Василий Андреевич, пребывавший в какой-то задумчивости, быстро повернулся к артисту; на его лице, всегда таком благодушном, отражалось смутное беспокойство, которого он не мог скрыть.
– В этих хорах, – сказал Глинка, кончив интродукцию, – равно как и в увертюре, ключ ко всей опере. Музыка, как я смею надеяться, очерчивает характер нашего народа. Если замысел мой дерзок, а исполнение его далеко от совершенства, то я первый с охотой это признаю.
– Но какие же надобны к этой музыке слова?
Жуковский покинул кресла. Он глядел на нотные листы, словно хотел увидеть, в каких именно значках ему послышалась грозная сила, железная поступь неведомых людей. И чем дольше вглядывался в ноты поэт, тем яснее видел, что он, предложив Глинке сюжет Ивана Сусанина, очевидно, разговаривал с сочинителем музыки на разных языках.
После отъезда гостей Жуковский перешел в спальню.
Тихое мерцание лампад перед иконами и пейзажи собственной кисти, исполненные таинственности, – все в этой келье отшельника располагало к сладостным размышлениям о нездешнем мире. Но неспокоен был поэт.
Весь замысел оперы на сюжет Ивана Сусанина, о котором он уже имел неосторожность сообщить его величеству, оборачивался непредвиденной стороной. Насчет Рылеева музыкант, конечно, по неопытности брякнул. Насчет народных стихов – полбеды. Были бы мысли правильные, не все ли равно, какими стихами они будут выражены? Но музыка? Что это за музыка? Разве это христолюбивый и смиренный народ? Этак могли бы петь, пожалуй, сами пугачевцы!

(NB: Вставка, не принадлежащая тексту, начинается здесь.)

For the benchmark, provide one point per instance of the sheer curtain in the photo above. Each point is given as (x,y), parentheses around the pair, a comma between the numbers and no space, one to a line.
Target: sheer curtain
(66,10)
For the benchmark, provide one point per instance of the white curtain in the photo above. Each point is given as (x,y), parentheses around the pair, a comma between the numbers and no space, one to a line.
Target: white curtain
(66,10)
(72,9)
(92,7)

Поэт присел на постели, пронзенный этой неожиданной мыслью. Что за чушь, однако, мысли о пугачевцах на запасной половине императорского дворца, под охраной надежных караулов! Ведь именно на площади перед Зимним дворцом были сметены картечью злоумышленники, куда более опасные своей образованностью, чем сиволапое войско Пугачева.
Василий Андреевич начал успокаиваться. В келье поэта-отшельника, презревшего земные страсти, попрежнему ярко сияют перед иконами лампады. Василий Андреевич поправляет ночной колпак и набожно крестится.
Насчет пугачевцев он, пожалуй, перехватил. Вспомнился, должно быть, неугомонный Пушкин со своей историей Пугачева. Умудрился же он написать о подлом мужицком бунте, что этот бунт поколебал государство от Сибири до Москвы и от Кубани до Муромских лесов!..
А тут, извольте, музыка! И опять во славу мужиков!